いちばんポピュラーな下地は合板などの木下地です。
たとえば、大工さんに合板で下地を造作してもらった壁。
ボンドを塗って張り付けるだけで文句なしに接着剤が効きます。
塗装された壁に張るのもOK。
合板と同じ要領で接着できます。
既存のタイルの上から新しいタイルを張るのはどうでしょうか?
この場合、既存のタイルがしっかりと壁に張り付いているか確認するのがポイント。
こんな感じに経年劣化でタイルに浮きが見られる場合は要注意。このまま重ね張りすると新しいタイルが古いタイルごとはがれてしまう怖れがあります。

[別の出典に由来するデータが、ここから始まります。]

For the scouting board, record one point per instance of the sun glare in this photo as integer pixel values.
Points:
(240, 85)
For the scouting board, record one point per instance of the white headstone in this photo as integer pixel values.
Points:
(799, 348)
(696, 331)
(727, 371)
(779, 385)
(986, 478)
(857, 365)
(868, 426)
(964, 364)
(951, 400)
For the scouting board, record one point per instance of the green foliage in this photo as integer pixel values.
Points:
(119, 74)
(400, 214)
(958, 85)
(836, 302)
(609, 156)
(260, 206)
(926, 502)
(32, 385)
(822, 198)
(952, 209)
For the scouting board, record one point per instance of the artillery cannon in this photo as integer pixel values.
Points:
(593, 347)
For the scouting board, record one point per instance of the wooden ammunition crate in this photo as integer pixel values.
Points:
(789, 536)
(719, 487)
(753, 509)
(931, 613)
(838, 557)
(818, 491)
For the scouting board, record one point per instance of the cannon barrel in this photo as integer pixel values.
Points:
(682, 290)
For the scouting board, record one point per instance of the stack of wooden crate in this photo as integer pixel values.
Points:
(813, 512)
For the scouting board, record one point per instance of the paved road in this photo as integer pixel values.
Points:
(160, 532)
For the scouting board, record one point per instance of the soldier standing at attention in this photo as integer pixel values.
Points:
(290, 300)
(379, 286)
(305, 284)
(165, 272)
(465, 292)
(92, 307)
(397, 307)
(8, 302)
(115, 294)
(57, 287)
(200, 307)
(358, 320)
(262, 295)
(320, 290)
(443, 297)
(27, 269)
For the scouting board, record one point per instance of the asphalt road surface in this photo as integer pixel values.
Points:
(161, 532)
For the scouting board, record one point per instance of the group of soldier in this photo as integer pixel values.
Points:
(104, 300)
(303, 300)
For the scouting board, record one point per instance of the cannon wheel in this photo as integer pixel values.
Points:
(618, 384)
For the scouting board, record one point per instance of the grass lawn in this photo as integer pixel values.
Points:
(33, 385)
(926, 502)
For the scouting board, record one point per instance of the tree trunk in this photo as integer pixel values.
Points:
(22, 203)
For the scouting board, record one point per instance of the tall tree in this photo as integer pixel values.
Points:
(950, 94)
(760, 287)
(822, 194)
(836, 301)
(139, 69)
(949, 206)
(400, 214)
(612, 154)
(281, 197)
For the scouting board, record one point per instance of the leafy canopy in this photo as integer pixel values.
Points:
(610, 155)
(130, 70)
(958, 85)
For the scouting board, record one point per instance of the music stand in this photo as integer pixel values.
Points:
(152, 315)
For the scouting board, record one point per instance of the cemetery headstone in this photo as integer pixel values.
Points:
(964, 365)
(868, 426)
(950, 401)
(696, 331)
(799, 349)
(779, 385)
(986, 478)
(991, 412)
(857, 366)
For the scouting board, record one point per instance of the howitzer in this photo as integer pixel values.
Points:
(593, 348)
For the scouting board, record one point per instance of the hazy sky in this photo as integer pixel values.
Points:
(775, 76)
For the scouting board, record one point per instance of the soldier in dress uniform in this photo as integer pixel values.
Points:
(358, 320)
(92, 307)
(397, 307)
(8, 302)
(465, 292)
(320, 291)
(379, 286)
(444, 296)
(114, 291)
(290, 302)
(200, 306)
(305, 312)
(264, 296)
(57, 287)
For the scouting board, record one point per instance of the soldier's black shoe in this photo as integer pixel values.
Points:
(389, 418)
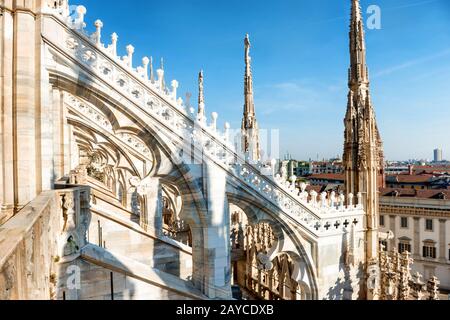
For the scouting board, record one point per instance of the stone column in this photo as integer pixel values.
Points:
(58, 133)
(151, 216)
(392, 227)
(25, 107)
(417, 252)
(217, 258)
(6, 117)
(442, 242)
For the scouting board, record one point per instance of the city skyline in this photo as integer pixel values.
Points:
(300, 89)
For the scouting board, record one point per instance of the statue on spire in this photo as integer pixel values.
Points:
(250, 130)
(201, 97)
(363, 150)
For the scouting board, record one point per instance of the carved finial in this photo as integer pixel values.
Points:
(114, 38)
(350, 200)
(98, 33)
(175, 85)
(188, 99)
(152, 76)
(130, 52)
(227, 131)
(145, 62)
(79, 22)
(160, 73)
(214, 117)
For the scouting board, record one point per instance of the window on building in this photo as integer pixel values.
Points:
(429, 249)
(404, 246)
(382, 221)
(404, 222)
(429, 225)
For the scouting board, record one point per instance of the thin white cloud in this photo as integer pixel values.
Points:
(411, 63)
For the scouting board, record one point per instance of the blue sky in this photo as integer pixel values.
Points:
(300, 61)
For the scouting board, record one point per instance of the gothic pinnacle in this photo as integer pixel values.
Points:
(201, 97)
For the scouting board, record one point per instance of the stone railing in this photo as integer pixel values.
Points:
(320, 215)
(49, 230)
(150, 94)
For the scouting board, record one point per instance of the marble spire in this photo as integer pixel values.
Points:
(201, 97)
(363, 149)
(250, 130)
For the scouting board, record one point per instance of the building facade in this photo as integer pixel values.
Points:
(421, 225)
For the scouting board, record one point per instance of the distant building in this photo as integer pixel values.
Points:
(420, 221)
(438, 155)
(327, 167)
(324, 179)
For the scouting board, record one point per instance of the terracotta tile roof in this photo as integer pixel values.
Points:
(406, 178)
(327, 176)
(443, 194)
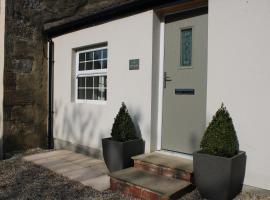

でも、既存のタイルがちゃんとくっついている状態であれば、
専用のボンドをしっかり塗ってからタイルを圧着して重ね張りすることができます。
既存のタイルの目地をグリッドに見立てることができ、ずれにくいというメリットもあります。
意外なところでは、マンションの廊下などに張られている長尺シートの上からも直接接着することができます。
シートの上から接着剤を塗ってタイルを張ります。
プロならシートをはがして下地に戻してから接着するのでしょうが、素人のDIYの場合、防水の効果なども考慮すると重ね張りしてしまったほうが安心かと思います。
古めの民家でよく見かける砂壁(聚楽壁、土壁)にタイルを張りたいと思う方もしるでしょうが、なかなか厄介です。
表面がポロポロとしていて、接着剤は効きません。
この場合は砂壁の上から合板を重ね張りしてからタイルを張るのがいいと思います。
こんな感じで合板を張れば下地としては問題ないのですが、タイルDIYのためにこの準備までしなければならないのはツライところですね。
これにくらべれば、今回のように壁紙をはがすだけで下準備が済んだのはまだマシだったかもしれません。
次回は、壁紙をはがした壁にサブウェイタイルを接着していきます。